España no es el único país cuyos sistemas críticos están amenazados por bandas de otras nacionalidades. Una nueva investigación denuncia la infiltración y robo de información de grupos de hackers respaldados por China en los sistemas de proveedores de internet de Estados Unidos. Se trata de varias campañas que habrían afectado a varios proveedores con millones de clientes y que tendrían, en parte, objetivos de espionaje. 

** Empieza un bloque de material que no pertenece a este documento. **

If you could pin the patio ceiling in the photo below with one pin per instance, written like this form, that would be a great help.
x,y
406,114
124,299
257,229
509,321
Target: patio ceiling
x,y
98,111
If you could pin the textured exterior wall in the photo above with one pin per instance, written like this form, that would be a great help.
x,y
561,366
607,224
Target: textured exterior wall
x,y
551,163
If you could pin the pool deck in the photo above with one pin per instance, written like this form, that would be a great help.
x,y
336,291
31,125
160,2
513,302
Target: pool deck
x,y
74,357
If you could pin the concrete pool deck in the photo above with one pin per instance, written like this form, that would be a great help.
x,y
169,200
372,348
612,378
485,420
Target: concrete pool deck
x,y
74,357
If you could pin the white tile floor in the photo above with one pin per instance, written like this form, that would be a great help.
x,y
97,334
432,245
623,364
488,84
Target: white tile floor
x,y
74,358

Según informa The Washington Post, esta serie de ataques preocupan pues se cree que parte de los objetivos son empleados gubernamentales y militares que trabajan de forma encubierta y grupos de interés estratégico para China. Las técnicas y recursos empleados en los ataques señalan a un grupo de piratas chinos que ya ha perpetrado importantes ataques contra EEUU en el último año, aunque no sería el único autor implicado.

Funcionarios de inteligencia estadounidenses consultados por el medio afirman que el objetivo principal era conseguir acceso a equipos en los puertos del Pacífico y otras infraestructuras. Con ello China puede perturbar la capacidad de Estados Unidos de trasladar tropas, armamento y suministros a Taiwán si estalla un conflicto armado, explican. La embajada de China en Washington ha rechazado estas acusaciones.

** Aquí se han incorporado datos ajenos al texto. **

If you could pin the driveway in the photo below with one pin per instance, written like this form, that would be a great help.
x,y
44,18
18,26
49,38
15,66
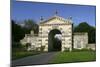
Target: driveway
x,y
43,58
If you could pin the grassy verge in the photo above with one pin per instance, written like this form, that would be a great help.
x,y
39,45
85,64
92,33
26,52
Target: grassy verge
x,y
66,57
21,54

Sistema hackeado iStock-seamartini Omicrono

Los investigadores de Lumen Technologies, hablan de hasta tres importantes proveedores de internet afectados. Este martes, publicaron un informe sobre el caso de la empresa Versa Networks en el que atribuyen el ataque a la banda de cibercriminales, Volt Typhoon, un grupo de piratas informáticos respaldado por las autoridades de China. Esta misma banda ha sido relacionada en este último año con hackeos a infraestructuras críticas de Estados Unidos: contra sistemas clave de la isla de Guam y o infraestructuras hídricas del país.

Los ciberdelincuentes habrían aprovechado una vulnerabilidad desconocida del sistema, lo que se conoce como brecha de día cero, para atacar a través de un programa de Versa Networks e introducir un software malicioso, un shell web VersaMem. La compañía con sede en Santa Clara, California, informó a sus clientes directos de la vulnerabilidad detectada el pasado fin de semana. El lunes anunciaba el ataque a través del blog oficial de la empresa.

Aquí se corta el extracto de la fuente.